BGMに関しても前作と比べてしまうと映像とあまり合ってないようなと思うことが多く、ボーカル曲も序盤ジワジワからの後から盛り上がる系ばかりでストレートに感動がやってこなかったなと思いましたね。作品とのテンポの問題ですかね。花火のシーンは映像と音楽が相まってとても良かったです。
あと何処となくジブリ感とゼルダ感がありました。少し意識してたのでしょうか。ファンタジー要素を盛り込みたいのか、新海さんは新海さんの良さがあると思うので世間で評価されてるものに寄せる必要はなくて自分を貫いてほしいと思います。
物語に関しても公開前から賛否両論別れると新海さんが言っていて、恐らく結末の迎え方に関してのことを言ってるんだと思いますが、あの結末はあれでアリだと思います。ただ、そこに演出的な部分がイマイチ上手く乗っかってこなかった印象です。
対立構造が要は子供と大人の追いかけっこで、正しいのは見るからに大人側で帆高はきちんと理解と協力を得られる誰かを見つけるべきだと思います。やりようはいくらでもあったと思いますし、もっと自分を安全な状態にできないと、守りたい人の安全も保証されるわけがありませんからね。自らの落ち度で身を危険に曝して反社会的な立場になってその逆境に立ち向かうことを決して勇敢とは思えません。

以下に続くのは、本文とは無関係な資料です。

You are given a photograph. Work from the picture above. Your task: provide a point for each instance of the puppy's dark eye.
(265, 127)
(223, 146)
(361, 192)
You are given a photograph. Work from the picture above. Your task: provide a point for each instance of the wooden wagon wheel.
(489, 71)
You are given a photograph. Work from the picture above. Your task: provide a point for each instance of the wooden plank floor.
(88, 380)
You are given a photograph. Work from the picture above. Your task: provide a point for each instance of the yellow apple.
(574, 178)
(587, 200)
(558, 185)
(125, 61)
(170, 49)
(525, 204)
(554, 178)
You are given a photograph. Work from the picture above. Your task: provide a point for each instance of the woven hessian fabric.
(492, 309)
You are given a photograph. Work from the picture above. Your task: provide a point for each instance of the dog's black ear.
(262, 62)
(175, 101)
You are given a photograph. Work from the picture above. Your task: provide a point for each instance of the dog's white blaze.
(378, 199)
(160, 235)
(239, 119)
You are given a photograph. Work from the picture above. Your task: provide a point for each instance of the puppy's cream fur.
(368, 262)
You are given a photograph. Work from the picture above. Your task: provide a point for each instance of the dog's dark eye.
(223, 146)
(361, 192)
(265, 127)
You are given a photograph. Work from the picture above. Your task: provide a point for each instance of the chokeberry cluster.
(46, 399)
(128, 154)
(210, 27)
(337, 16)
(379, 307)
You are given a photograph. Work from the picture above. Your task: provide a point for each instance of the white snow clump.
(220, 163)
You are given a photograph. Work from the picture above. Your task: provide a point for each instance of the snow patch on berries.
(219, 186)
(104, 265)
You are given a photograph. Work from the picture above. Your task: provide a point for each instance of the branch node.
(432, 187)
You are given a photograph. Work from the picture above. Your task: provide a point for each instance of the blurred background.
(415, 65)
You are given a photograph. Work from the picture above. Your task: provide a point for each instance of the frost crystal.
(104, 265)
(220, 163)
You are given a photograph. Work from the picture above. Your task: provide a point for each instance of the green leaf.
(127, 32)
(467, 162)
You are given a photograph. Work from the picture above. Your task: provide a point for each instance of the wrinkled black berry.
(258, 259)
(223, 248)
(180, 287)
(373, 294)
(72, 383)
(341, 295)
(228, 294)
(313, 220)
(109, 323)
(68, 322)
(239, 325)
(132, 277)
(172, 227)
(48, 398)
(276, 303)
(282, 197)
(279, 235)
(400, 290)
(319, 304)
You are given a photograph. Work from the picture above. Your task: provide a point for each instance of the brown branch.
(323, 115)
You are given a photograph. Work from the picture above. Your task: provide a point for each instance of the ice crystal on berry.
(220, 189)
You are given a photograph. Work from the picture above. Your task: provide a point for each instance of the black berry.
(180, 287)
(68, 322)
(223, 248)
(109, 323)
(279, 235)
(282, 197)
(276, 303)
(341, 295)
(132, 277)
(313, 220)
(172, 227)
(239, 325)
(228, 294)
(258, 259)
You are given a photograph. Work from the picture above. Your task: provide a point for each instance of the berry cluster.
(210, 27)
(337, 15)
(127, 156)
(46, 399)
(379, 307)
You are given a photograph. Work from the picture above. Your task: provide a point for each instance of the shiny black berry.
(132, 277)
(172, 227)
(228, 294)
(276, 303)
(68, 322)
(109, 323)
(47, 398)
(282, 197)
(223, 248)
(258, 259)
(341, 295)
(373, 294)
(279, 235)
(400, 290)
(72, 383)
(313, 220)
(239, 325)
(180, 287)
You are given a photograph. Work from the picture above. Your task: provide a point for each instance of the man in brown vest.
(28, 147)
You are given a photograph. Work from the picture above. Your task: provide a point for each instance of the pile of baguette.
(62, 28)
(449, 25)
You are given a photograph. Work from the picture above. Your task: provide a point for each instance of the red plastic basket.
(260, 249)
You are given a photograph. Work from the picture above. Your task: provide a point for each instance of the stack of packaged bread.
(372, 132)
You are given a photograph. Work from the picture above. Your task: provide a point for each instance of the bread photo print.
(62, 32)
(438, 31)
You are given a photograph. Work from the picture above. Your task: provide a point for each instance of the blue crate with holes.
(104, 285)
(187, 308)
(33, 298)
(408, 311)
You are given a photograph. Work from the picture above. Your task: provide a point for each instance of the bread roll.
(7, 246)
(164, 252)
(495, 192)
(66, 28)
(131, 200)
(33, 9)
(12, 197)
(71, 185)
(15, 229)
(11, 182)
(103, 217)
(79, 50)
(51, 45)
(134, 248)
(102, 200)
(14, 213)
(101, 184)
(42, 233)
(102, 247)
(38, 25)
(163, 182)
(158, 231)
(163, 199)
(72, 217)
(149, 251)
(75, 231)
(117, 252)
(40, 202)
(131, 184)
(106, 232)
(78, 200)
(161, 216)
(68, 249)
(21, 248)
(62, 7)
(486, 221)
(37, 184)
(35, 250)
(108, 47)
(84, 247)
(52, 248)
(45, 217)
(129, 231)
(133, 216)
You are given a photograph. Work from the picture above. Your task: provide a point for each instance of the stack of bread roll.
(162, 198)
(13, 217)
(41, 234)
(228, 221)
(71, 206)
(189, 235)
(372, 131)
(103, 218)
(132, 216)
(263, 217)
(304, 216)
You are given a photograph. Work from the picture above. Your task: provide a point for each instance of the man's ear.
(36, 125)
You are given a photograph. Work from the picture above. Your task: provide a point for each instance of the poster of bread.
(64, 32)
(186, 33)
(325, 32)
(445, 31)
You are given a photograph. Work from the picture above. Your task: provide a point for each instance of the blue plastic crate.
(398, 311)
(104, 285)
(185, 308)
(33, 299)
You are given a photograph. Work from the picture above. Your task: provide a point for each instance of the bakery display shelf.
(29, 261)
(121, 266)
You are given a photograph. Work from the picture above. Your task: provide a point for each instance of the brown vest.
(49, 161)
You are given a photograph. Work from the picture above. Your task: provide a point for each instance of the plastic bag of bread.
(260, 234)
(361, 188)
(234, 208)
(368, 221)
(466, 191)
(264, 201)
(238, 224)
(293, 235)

この作品は大勢の大人が関わって前作よりも提供も多く、作品に対してお金がかかって公開前から注目されていることは分かりますが、やはりかけた費用=作品の良さではないなという感じです。

続編で真の完結を

『天気の子2』として、真のエンディングが見たいなと思うところがあります。根本的な「気候がおかしくなってしまっている」という部分は解決できてないし、陽菜さんを救えて東京も救えるTUREエンドを作ってくれるか、もしくはスピンオフで須賀圭介を主人公にした大人な作品が見たいですね。
物語の素材はとても良いので直接的に繋がる続編が見たいところです。
全体的に本作はなんだか子供向けかなぁと思います。
総評して面白い作品ではありましたが、前作の『君の名は。』の影がちらついてしまいどうしても比較して見てしまうところがあります。
僕の中で『君の名は。』を10点としたとき、『天気の子』は5~6点です。
新海誠監督の次回作も気になって目が離せないことは確かです。期待です。